Conservative Media Says Mapuche Playing To An International Audience

Indigenous Mapuche and Pehuenche activists and environmentalists opposed
to the Ralco dam under construction on the upper Bio Bio River in southern
Region VIII launched new protests over the weekend against the project,
which was given final approval in the last days of former President
Eduardo Frei's administration.

The Ralco power plant represents an investment of US$570 million for
energy giant Endesa and will produce 570 MW of power.

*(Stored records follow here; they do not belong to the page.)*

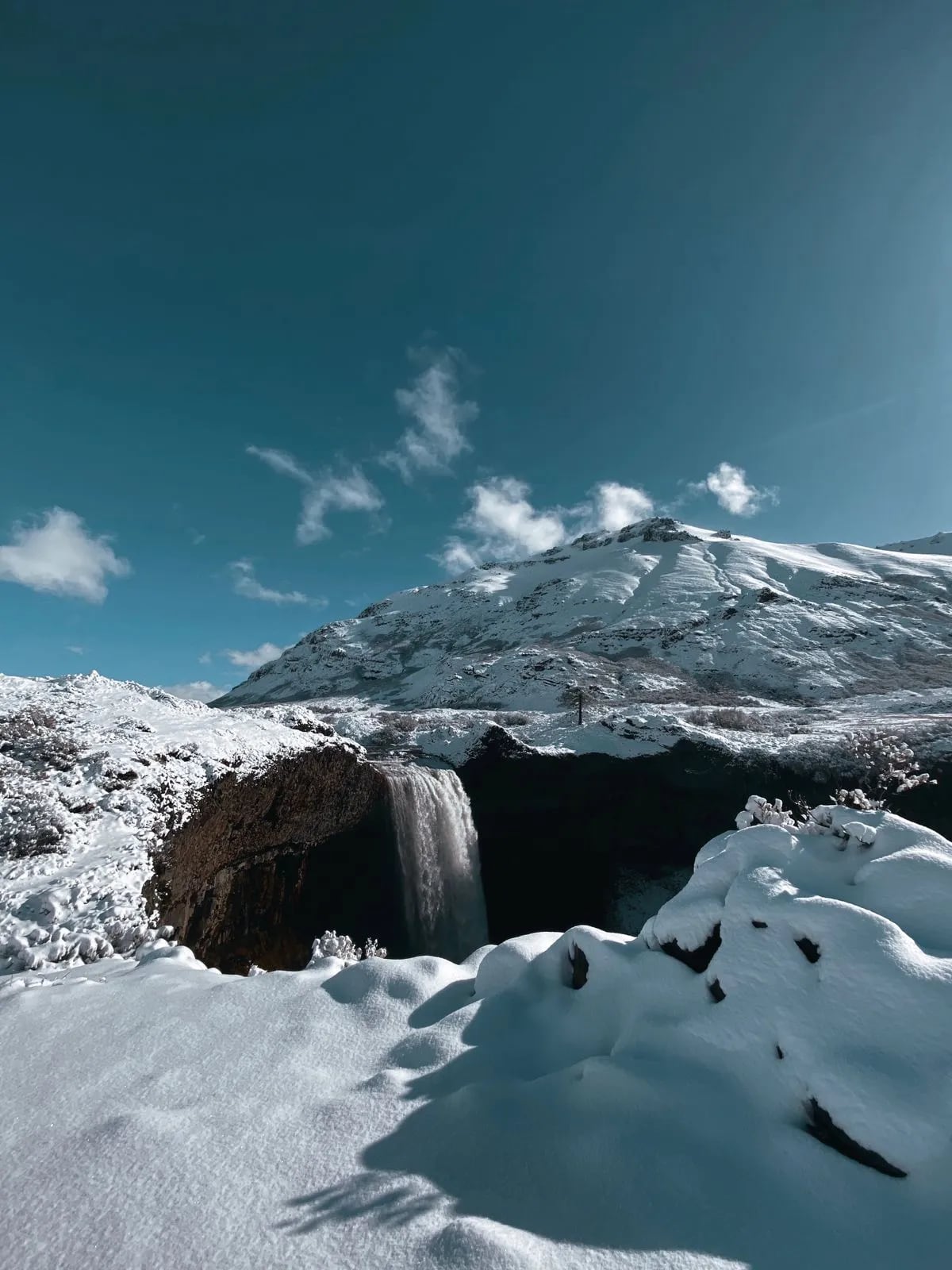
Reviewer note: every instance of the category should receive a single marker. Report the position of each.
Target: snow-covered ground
(657, 613)
(93, 775)
(755, 724)
(490, 1115)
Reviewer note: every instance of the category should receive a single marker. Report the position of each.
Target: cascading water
(446, 910)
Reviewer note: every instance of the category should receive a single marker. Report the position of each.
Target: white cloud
(501, 521)
(200, 690)
(457, 556)
(255, 657)
(441, 418)
(347, 491)
(733, 491)
(617, 506)
(503, 518)
(61, 556)
(245, 583)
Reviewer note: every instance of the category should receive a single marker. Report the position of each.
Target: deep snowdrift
(93, 775)
(658, 611)
(493, 1115)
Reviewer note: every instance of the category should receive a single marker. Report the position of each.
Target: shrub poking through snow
(885, 765)
(342, 946)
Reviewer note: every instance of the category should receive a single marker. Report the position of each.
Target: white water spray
(446, 911)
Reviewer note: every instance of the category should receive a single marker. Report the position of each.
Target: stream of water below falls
(446, 910)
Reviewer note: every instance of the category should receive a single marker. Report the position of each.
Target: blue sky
(305, 304)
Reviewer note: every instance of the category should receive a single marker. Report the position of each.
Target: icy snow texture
(419, 1114)
(117, 766)
(626, 613)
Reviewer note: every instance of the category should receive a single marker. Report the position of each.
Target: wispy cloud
(63, 558)
(733, 491)
(245, 583)
(432, 400)
(344, 491)
(617, 506)
(254, 657)
(501, 521)
(200, 690)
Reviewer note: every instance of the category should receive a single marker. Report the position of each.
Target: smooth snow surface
(102, 772)
(658, 611)
(939, 544)
(422, 1114)
(446, 910)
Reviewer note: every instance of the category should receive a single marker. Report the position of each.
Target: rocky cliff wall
(266, 864)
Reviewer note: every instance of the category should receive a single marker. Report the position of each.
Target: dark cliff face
(560, 835)
(268, 863)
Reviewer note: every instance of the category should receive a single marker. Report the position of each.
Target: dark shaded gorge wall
(560, 833)
(268, 863)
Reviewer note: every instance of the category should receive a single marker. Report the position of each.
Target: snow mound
(831, 946)
(93, 776)
(939, 544)
(556, 1103)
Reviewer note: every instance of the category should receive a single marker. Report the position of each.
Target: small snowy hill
(631, 614)
(93, 775)
(939, 544)
(556, 1103)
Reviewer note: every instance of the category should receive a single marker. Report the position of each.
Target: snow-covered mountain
(93, 775)
(655, 607)
(939, 544)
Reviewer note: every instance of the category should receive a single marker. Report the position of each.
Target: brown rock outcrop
(270, 861)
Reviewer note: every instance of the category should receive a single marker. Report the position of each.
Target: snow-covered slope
(939, 544)
(488, 1117)
(658, 607)
(93, 775)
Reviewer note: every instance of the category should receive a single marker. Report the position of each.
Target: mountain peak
(655, 606)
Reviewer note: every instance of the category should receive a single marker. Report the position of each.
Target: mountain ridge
(636, 611)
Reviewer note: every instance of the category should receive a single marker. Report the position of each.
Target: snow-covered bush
(882, 764)
(35, 736)
(761, 810)
(32, 823)
(330, 944)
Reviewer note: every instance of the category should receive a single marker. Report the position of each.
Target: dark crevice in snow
(579, 964)
(820, 1126)
(810, 950)
(700, 958)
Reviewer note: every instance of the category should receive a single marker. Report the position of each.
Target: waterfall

On Saturday some 50 people blocked the main road from Region IX capital
Temuco to the coast for 30 minutes, fleeing when Carabineros police
arrived to clear the highway.  No injuries or arrests were reported.  On
the same day, students and other dam opponents held a march in downtown
Region VIII capital Concepcion.

The road to the massive hydroelectric project was also blocked for some 15
hours last Wednesday at a location 150-km east of Los Angeles.  Antolin
Curriado, lonco (spokesperson) for the local Pehuenche community of
Quepuca Ralco, announced at the time, "we have decided to occupy the road
due to the systematic threat represented by Endesa's construction of the
Ralco hydroelectric plant, usurping our lands and destroying our culture."

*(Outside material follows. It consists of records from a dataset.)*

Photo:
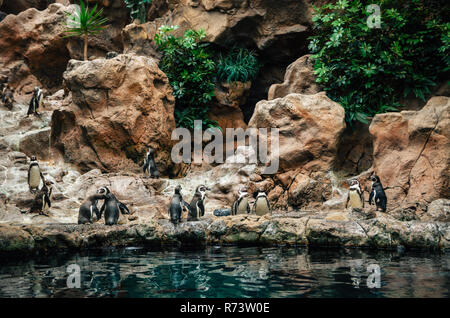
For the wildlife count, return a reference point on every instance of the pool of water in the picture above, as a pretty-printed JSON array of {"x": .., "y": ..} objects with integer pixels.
[{"x": 229, "y": 272}]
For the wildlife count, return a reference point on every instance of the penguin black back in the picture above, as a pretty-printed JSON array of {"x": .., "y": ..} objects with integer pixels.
[
  {"x": 89, "y": 207},
  {"x": 175, "y": 208},
  {"x": 150, "y": 164},
  {"x": 197, "y": 205},
  {"x": 377, "y": 194},
  {"x": 111, "y": 208}
]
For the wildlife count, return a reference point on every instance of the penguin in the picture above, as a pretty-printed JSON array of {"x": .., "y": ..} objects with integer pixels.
[
  {"x": 150, "y": 165},
  {"x": 41, "y": 202},
  {"x": 197, "y": 207},
  {"x": 377, "y": 194},
  {"x": 355, "y": 196},
  {"x": 241, "y": 206},
  {"x": 7, "y": 97},
  {"x": 176, "y": 206},
  {"x": 111, "y": 206},
  {"x": 222, "y": 212},
  {"x": 261, "y": 205},
  {"x": 111, "y": 55},
  {"x": 34, "y": 175},
  {"x": 36, "y": 101},
  {"x": 88, "y": 208}
]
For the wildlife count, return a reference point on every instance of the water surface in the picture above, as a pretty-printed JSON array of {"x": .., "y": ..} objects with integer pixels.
[{"x": 230, "y": 272}]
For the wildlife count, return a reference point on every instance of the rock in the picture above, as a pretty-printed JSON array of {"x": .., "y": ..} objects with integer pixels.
[
  {"x": 15, "y": 240},
  {"x": 412, "y": 152},
  {"x": 299, "y": 78},
  {"x": 34, "y": 47},
  {"x": 438, "y": 210},
  {"x": 36, "y": 143},
  {"x": 17, "y": 6},
  {"x": 226, "y": 109},
  {"x": 120, "y": 107},
  {"x": 138, "y": 39}
]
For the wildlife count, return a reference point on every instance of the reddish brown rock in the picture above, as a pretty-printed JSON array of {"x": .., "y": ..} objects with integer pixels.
[
  {"x": 33, "y": 48},
  {"x": 412, "y": 153},
  {"x": 299, "y": 78},
  {"x": 120, "y": 107}
]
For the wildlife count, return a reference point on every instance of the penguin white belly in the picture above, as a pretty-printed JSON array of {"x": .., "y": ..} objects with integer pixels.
[
  {"x": 35, "y": 177},
  {"x": 242, "y": 207},
  {"x": 261, "y": 207},
  {"x": 355, "y": 200}
]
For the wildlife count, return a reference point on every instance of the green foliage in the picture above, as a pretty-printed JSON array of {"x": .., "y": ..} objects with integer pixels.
[
  {"x": 138, "y": 9},
  {"x": 238, "y": 65},
  {"x": 84, "y": 21},
  {"x": 367, "y": 70},
  {"x": 190, "y": 69}
]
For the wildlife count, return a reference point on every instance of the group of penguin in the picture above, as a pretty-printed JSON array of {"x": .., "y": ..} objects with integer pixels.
[
  {"x": 196, "y": 208},
  {"x": 355, "y": 198},
  {"x": 112, "y": 207}
]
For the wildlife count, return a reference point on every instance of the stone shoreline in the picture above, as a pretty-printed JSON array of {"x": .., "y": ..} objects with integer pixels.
[{"x": 380, "y": 232}]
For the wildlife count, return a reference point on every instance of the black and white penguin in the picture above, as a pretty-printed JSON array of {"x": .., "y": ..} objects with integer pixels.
[
  {"x": 111, "y": 55},
  {"x": 88, "y": 208},
  {"x": 41, "y": 202},
  {"x": 150, "y": 164},
  {"x": 176, "y": 206},
  {"x": 241, "y": 206},
  {"x": 111, "y": 206},
  {"x": 355, "y": 198},
  {"x": 7, "y": 96},
  {"x": 34, "y": 175},
  {"x": 262, "y": 205},
  {"x": 377, "y": 194},
  {"x": 36, "y": 101},
  {"x": 197, "y": 209}
]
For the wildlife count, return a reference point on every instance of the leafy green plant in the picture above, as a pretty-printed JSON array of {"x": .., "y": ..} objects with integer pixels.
[
  {"x": 368, "y": 70},
  {"x": 138, "y": 9},
  {"x": 190, "y": 69},
  {"x": 84, "y": 22},
  {"x": 238, "y": 65}
]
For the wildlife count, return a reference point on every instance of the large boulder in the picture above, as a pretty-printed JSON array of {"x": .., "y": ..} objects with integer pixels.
[
  {"x": 309, "y": 129},
  {"x": 34, "y": 48},
  {"x": 299, "y": 78},
  {"x": 412, "y": 152},
  {"x": 120, "y": 107}
]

Mapuche groups also said they were protesting the alleged beating last
Friday of Mapuche legal assistant Rogelio Nahuel at the hands of Endesa
workers, while nearby Carabineros police looked the other way.

While a significant contingent of special police are maintained to keep
the peace in the contentious area, press reports were unclear as to what
action they took in last week's road block. La Nacion said there were
"incidents" when some 100 workers leaving the project passed through the
obstruction, but that information as to injuries was unavailable.

Curriado denounced the 'militarization' of the area, and called on local
legislators and Aucan Huilcaman, spokesman for one of the main indigenous
activist groups, the All Lands Council, to form a commission to mediate
the conflict and solicit the opinion of President Ricardo Lagos.

The most recent event occurred Sunday afternoon when a large group of
Mapuche began plowing on 534 disputed hectares of land near Traiguen,
Region VIII, preparing it for the planting of wheat.

National media are giving the Ralco dam situation and indigenous unrest
increased coverage, with the conservative El Mercurio and La Tercera
newspapers focusing on alleged support of the indigenous rights movement
by foreign organizations and governments.

El Mercurio this morning, for example, asserted the recent spat of
conflicts has been designed by Mapuche activists "to show the
international community that the Mapuche movement is strong and
representative of the majority of the country's Mapuche communities."

Meanwhile, in Santiago last week the roundtable convened by Lagos to
propose solutions to the indigenous conflict met for the second to the
last time.  One participant in the roundtable said its working groups on
regional development and on legal issues were far from agreement.  The
roundtable will apparently continue to meet this week in hopes of reaching
accords to present to Lagos by May 12, the deadline he set when forming
the roundtable shortly after his inauguration in mid-March.